Elon Musk, tech leaders call for halt in ‘dangerous race’ to further AI research

Elon Musk, Steve Wozniak and other tech industry leaders called for a brief pause in artificial intelligence research in an open letter publicized Wednesday.

“Should we let machines flood our information channels with propaganda and untruth?” the letter reads. “Should we develop nonhuman minds that might eventually outnumber, outsmart, obsolete and replace us? Should we risk loss of control of our civilization?”

The letter was issued in response to OpenAI’s GPT-4, the artificial intelligence engine behind ChatGPT. The signees want a six-month pause on “the training of AI systems more powerful than GPT-4.”

In a recent statement, OpenAI leaders said, “At some point, it may be important to get independent review before starting to train future systems.” The letter’s authors responded: “We agree. That point is now.”

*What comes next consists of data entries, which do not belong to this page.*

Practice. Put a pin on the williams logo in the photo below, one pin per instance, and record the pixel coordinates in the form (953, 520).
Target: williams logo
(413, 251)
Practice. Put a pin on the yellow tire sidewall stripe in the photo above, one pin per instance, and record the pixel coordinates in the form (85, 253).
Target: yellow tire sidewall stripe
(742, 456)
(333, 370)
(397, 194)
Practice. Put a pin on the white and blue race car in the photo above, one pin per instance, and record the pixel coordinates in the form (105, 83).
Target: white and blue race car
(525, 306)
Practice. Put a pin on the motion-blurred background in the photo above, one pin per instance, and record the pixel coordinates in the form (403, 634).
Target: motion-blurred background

Even though many artificial intelligence pioneers signed the letter, no one from OpenAI joined them, according to TechCrunch.

“In some sense, this is preaching to the choir,” OpenAI CEO Sam Altman told the Wall Street Journal. “We have, I think, been talking about these issues the loudest, with the most intensity, for the longest.”

Altman said his company has not started training GPT-5 and spent six months doing safety tests on GPT-4.

The letter does not just focus on OpenAI, however. It expresses concern about a “dangerous race to ever-larger unpredictable black-box models with emergent capabilities” — an apparent reference to a quote from Microsoft CEO Satya Nadella.

“In fact, a race starts today in terms of what you can expect,” Nadella said in his own Feb. 7 letter. “And we’re going to move; we’re going to move fast.”

Musk, the highest-profile signatory, was a co-founder of OpenAI but left the company’s board in 2018 and has since criticized its direction. However, he’s also launched his own artificial intelligence initiatives with somewhat less success.

“Society has hit pause on other technologies with potentially catastrophic effects,” the letter read. “We can do so here. Let’s enjoy a long AI summer, not rush unprepared into a fall.”